Now tell me if you can get one of those nicer homes for less than a 1-3 million. THAT'S inflation!

The Fountain Guy said...

As the person behind the total reconstruction of the Electric Fountain I would like to make some comments about the cost of the project.

1) It is not possible to build a new fountain using the same construction techniques as in 1908. We have building, plumbing and electrical codes to follow, all of which add to the expense of the project.

2) We are constructing the major parts of the new fountain to have a lifetime of between 75 and 100 years. Newspaper accounts of the original fountain show that within 10 years of its construction pipes and electrical devices were failing and had to be replaced.

3) All equipment that is expected to be replaced within the lifetime of the fountain vault has been selected for durability, reliability and longevity; not the cheapest products on the market.

4) Construction costs have escalated well beyond the inflation rate, especially for concrete and metals.
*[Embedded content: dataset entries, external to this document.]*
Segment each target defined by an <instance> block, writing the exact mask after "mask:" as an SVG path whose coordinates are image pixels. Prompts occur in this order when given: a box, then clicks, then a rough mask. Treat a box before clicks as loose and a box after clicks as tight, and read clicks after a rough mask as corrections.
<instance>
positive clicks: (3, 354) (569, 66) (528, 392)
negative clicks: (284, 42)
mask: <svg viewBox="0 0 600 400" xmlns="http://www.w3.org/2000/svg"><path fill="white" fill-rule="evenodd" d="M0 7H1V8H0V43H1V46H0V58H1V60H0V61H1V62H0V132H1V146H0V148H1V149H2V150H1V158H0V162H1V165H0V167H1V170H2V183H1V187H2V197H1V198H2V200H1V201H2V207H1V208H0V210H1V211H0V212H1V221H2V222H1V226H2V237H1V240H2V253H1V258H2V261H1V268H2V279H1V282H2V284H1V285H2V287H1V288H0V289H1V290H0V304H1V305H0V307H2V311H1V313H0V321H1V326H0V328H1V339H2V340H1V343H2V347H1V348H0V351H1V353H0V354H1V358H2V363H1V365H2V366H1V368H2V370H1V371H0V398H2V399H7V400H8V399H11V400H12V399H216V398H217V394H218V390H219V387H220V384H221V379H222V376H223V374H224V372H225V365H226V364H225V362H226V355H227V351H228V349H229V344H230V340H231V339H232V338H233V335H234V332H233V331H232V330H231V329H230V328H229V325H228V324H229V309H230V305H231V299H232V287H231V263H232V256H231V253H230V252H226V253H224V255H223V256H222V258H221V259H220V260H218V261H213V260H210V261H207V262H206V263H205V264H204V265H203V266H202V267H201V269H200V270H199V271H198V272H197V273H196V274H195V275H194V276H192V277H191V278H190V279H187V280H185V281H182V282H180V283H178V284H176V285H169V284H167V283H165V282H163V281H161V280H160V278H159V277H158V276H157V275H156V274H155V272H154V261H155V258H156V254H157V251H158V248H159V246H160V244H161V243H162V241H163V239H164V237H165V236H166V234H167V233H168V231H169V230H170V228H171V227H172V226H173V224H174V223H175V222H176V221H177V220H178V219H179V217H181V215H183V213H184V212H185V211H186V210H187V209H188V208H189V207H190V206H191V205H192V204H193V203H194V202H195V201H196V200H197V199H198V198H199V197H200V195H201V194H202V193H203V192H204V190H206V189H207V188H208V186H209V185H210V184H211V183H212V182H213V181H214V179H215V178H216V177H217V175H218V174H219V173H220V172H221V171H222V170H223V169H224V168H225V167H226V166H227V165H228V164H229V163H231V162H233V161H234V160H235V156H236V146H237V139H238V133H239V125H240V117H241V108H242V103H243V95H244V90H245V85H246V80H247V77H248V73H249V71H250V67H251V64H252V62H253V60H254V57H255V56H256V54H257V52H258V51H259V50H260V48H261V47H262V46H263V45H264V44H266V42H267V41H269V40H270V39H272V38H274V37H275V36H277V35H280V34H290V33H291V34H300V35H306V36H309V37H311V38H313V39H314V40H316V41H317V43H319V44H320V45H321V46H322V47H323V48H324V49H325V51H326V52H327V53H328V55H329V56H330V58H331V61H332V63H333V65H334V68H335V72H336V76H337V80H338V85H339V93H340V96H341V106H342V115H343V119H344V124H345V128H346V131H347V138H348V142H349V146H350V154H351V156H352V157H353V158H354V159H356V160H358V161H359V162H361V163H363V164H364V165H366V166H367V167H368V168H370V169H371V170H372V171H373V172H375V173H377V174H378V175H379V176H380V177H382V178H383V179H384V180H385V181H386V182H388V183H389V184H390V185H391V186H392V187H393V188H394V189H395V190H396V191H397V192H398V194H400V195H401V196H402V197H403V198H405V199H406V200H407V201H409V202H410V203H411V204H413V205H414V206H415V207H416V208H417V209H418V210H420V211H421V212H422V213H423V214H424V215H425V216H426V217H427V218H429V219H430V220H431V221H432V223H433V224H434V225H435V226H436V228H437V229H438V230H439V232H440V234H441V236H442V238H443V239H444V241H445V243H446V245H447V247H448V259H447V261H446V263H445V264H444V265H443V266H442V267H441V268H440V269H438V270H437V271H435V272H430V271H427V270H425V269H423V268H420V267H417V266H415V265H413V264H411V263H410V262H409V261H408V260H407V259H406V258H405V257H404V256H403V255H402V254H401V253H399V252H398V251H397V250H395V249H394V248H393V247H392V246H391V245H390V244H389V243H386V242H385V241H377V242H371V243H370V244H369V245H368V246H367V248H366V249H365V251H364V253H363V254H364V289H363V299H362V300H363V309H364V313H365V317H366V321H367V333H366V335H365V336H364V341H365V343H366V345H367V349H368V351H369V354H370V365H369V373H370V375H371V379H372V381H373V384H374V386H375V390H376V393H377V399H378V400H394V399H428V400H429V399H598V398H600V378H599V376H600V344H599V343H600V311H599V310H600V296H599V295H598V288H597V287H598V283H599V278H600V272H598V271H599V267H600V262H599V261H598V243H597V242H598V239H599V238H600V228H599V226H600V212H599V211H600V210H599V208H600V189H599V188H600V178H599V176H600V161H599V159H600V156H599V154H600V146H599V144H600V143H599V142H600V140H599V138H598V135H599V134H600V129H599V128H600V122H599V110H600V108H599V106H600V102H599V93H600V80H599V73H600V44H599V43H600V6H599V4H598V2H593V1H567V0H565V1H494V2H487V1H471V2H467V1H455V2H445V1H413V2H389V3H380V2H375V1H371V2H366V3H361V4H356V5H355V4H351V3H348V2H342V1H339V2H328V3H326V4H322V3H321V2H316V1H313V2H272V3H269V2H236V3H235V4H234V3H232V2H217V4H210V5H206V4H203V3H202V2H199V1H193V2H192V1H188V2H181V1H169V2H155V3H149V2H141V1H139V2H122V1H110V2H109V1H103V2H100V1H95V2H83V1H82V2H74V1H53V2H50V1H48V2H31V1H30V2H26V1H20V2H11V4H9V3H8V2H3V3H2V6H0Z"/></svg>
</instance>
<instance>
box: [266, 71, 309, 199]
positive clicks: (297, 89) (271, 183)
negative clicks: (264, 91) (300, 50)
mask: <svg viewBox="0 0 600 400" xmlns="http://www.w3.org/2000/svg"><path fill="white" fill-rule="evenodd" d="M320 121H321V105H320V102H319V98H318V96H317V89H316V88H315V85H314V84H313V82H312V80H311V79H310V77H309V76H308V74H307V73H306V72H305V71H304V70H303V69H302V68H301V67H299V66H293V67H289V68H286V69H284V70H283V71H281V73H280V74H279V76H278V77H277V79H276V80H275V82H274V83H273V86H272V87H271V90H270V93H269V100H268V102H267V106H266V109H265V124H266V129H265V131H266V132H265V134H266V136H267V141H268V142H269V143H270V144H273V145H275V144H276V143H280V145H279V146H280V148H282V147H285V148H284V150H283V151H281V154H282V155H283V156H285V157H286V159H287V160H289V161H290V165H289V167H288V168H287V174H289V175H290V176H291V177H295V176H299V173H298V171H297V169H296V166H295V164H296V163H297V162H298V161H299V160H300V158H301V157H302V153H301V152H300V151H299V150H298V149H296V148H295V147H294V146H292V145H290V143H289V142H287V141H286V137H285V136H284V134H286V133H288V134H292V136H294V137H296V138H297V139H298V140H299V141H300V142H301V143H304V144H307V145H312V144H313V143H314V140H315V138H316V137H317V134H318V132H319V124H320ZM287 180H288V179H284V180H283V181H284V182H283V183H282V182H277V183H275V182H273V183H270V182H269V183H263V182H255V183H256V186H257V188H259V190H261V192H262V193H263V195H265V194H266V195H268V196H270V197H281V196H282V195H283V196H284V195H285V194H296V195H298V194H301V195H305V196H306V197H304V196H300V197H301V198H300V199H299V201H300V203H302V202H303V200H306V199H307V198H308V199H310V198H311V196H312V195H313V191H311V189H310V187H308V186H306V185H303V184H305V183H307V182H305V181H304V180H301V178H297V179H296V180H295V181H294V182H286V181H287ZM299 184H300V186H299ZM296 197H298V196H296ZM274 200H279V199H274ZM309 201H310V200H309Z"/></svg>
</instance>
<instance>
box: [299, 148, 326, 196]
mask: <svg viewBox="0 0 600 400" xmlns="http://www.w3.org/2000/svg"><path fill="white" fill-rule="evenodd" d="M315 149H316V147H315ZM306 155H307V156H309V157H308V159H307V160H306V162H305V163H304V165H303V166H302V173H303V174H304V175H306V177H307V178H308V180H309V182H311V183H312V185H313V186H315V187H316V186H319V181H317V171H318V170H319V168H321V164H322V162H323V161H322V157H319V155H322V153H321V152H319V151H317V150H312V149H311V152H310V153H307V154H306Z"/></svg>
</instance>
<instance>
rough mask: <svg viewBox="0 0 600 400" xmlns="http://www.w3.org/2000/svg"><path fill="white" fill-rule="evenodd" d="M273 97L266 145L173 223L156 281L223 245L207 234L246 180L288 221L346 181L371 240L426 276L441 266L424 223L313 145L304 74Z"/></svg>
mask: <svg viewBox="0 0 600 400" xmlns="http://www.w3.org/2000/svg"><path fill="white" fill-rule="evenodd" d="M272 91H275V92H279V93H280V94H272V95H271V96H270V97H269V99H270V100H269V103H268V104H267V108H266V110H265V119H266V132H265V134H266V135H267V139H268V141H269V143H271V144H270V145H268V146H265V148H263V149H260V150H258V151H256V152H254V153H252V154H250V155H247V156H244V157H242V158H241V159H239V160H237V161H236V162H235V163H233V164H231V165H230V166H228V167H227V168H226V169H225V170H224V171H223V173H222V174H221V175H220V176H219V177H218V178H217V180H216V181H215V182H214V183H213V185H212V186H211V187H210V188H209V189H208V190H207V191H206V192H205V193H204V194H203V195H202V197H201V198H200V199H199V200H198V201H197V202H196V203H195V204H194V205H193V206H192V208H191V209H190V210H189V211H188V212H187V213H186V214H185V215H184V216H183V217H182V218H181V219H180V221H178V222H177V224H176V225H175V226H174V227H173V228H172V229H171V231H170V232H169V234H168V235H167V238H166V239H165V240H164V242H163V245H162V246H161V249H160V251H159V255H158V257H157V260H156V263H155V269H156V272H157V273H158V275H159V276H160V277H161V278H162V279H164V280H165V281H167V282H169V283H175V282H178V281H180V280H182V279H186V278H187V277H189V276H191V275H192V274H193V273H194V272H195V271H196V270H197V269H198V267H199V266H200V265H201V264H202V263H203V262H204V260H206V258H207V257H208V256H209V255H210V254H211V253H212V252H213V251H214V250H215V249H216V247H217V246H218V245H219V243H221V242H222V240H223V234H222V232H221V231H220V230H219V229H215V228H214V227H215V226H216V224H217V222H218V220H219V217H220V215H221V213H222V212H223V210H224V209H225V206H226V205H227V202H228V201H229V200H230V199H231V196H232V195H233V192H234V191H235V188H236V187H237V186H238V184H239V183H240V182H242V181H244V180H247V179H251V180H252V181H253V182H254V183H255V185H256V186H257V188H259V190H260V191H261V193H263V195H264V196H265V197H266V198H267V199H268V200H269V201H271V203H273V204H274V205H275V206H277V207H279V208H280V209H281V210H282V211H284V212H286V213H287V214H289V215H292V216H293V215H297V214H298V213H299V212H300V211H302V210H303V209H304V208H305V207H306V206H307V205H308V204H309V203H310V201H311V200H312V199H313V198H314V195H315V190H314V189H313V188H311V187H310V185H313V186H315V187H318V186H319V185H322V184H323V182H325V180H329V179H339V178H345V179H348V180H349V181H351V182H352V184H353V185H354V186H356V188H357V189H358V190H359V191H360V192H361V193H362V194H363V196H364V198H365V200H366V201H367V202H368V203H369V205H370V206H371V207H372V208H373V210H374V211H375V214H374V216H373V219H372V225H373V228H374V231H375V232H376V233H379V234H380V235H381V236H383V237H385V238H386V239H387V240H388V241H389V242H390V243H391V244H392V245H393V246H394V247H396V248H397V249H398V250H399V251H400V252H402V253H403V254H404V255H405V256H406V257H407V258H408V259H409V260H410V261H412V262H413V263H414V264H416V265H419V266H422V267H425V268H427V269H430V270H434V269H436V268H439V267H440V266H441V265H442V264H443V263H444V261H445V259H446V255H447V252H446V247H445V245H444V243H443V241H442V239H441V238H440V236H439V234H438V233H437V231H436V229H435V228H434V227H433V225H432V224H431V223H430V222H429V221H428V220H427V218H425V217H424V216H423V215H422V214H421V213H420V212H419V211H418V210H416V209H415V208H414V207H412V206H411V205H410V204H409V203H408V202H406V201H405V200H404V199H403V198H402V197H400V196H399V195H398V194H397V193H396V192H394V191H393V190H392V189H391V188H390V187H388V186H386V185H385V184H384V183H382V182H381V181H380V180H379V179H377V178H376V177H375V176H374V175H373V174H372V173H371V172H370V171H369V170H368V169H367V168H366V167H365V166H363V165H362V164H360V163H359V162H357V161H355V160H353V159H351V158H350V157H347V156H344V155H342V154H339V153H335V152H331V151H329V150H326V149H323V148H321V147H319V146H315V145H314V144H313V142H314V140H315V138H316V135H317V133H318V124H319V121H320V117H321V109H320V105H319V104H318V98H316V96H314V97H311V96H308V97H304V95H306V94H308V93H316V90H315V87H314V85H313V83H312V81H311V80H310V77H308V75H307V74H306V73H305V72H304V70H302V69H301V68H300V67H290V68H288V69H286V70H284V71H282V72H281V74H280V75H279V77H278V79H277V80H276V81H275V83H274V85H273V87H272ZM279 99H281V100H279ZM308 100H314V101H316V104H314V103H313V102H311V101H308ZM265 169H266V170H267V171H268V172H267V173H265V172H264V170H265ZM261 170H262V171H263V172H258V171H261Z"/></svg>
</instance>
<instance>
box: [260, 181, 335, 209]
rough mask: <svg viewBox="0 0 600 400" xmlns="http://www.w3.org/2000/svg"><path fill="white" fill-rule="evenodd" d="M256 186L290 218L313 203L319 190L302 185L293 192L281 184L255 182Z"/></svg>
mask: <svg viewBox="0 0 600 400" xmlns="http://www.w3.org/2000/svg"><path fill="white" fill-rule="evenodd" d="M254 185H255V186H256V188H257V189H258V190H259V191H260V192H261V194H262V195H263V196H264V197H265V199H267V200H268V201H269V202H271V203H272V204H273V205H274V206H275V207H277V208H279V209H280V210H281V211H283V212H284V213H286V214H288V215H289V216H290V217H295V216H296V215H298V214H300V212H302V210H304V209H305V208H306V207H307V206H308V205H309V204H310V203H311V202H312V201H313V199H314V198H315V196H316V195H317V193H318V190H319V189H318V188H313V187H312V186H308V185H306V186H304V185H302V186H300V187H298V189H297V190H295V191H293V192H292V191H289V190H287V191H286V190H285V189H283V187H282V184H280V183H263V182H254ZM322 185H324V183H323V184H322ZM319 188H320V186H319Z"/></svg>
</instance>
For example, the copper power lines running out to the fountain from shore have escalated in cost over 350% in just the past 3 years.

5) The City of Denver requires that all contractors on a City project pay "prevailing" or Davis-Bacon scale wages to workers. This escalates the labor cost on a City project significantly.

6) If we rebuilt the fountain to perform exactly as it did in 1908, contemporary audiences would find it terminally boring. We are duplicating the effects of the original fountain but are going much farther than that to meet the expectations of folks who have grown up seeing fountains at Disney, Las Vegas and other parks.